WESTFIELD - Sein (Say-en) Oh, born in South Korea, is like any other 23- year-old young woman. She has hopes and dreams for a bright future.
But unlike most people her age, she is a gifted jazz pianist and hopes for a career where she can play and share her beloved jazz. "I eventually want to move to New York City, where the jazz scene is huge," she says. "I'm hoping to sit in with some of the jazz greats and gets gigs. And I want to teach."
Sein's first experience with jazz was when she was a girl growing up in South Korea, where she heard the music of Bill Evans and bought his CD, 'Portrait in Jazz.' "It's all I had for a long time, so I played it over and over," Sein said. Bob James, a smooth jazz piano musician, from the group Four Play, was also an early influence.
Catch Bruce Johnstone and Sein Oh in an impromptu jazz session at the Patterson Library, at 6 p.m., today.
Her "break" came when she became an exchange student in high school with the family of Richard and Melvia Mellors of Ripley, New York. The Mellors' recognized her talent right away and introduced her to Bruce Johnstone, renowned international saxophone player and Director of Curriculum Jazz Ensemble at SUNY Fredonia. He and his wife, Robyn, reside in Ripley. "Bruce gave me lessons while I was in high school in Ripley," remarked Sein.
After finishing high school in Ripley, Sein went to the University of North Texas where she pursued a degree in music and is now about to finish her MM in Jazz Studies, emphasis on Jazz Piano Performance. It wasn't easy for her, however.
"I had a hard time at first at North Texas," explained Sein. "It felt like everyone was playing at a professional level and I had to catch up. I felt intimated and didn't have any confidence in myself."

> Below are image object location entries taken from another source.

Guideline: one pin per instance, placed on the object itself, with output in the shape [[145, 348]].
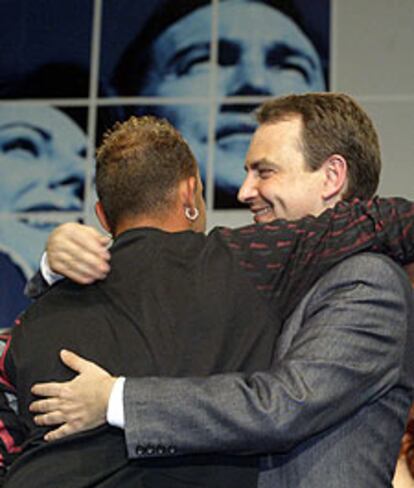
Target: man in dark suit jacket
[[341, 366]]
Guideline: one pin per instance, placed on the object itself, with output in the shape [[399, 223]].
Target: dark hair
[[333, 123], [138, 167], [131, 71]]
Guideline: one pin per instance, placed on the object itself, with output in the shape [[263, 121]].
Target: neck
[[169, 223]]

"In my freshman year, I went to a faculty jam session. My professor, Stefan Karlsson, asked me if I wanted to play," Sein relates. "I can only play F blues," she told him. Being assured that was fine, she went forward, only to be asked if she could play E flat. "Uh, yeah," she stammered and proceeded to be totally lost, alternately playing E flat, B flat during the number. "I was so embarrassed," she said. "I cried all the way home." Robyn Johnstone, Bruce's wife assured Sein. "It's always better to learn first, rather than bluff your way through." Sein's first real gig came in her junior year; a semester playing at a Dallas Japanese restaurant.
"It's all about the stories," Bruce Johnstone told Sein. "Jazz musicians love to just get together and tell stories about their experiences," he said. "We're rolling on the floor laughing by the time the evening's done!"
Sein has a few stories of her own already. She talks about another gig she had, during her senior year, at North Texas. "For a couple months, about three times a week, I went with a bass player to this woman's house and played for her. There was nobody there, just her and her pugs." Sein laughs. "She would sing to the music and dance around with her pugs."
Sein has been fortunate to be able to play with various jazz groups such as Dave Alexander's Big Band and The Gainesville Swing Orchestra.
She plays piano for services at her church, Spring Creek Cowboy Church, in Texas; and she teaches piano to 5- through 12 year olds at Stomp Music Studios in Keller, Texas.
For her senior recital, Sein played "Infant Eyes" by Wayne Shorter. "I recorded my recital and sent it to Bruce," she said. Bruce told her, "There were a lot of 'wows' when I played it." She has since played with Bruce Johnston locally in the Buffalo area. "When Sein came to Buffalo, she was really amazing," Bruce said.
Sein writes music as well. She and Bruce will be performing one of her original works, "It's Raining Outside," this evening at Patterson Library in Westfield.
"Music is based on speech patterns," Bruce told her. He agrees that a musician can be technically perfect and still not good. "You've got to play to the words to the music, put emotion and feeling into your work," he encouraged. "If there aren't any words, make some up in your head."
Bruce concluded with, "Sein has developed into a valid and believable jazz player. Everything she learned at North Texas she's applied. Last time we played together, it was great fun."
Catch Sein Oh and Bruce Johnstone in an impromptu jazz session at the Patterson Library in West-field between 6 and 7 p.m., today.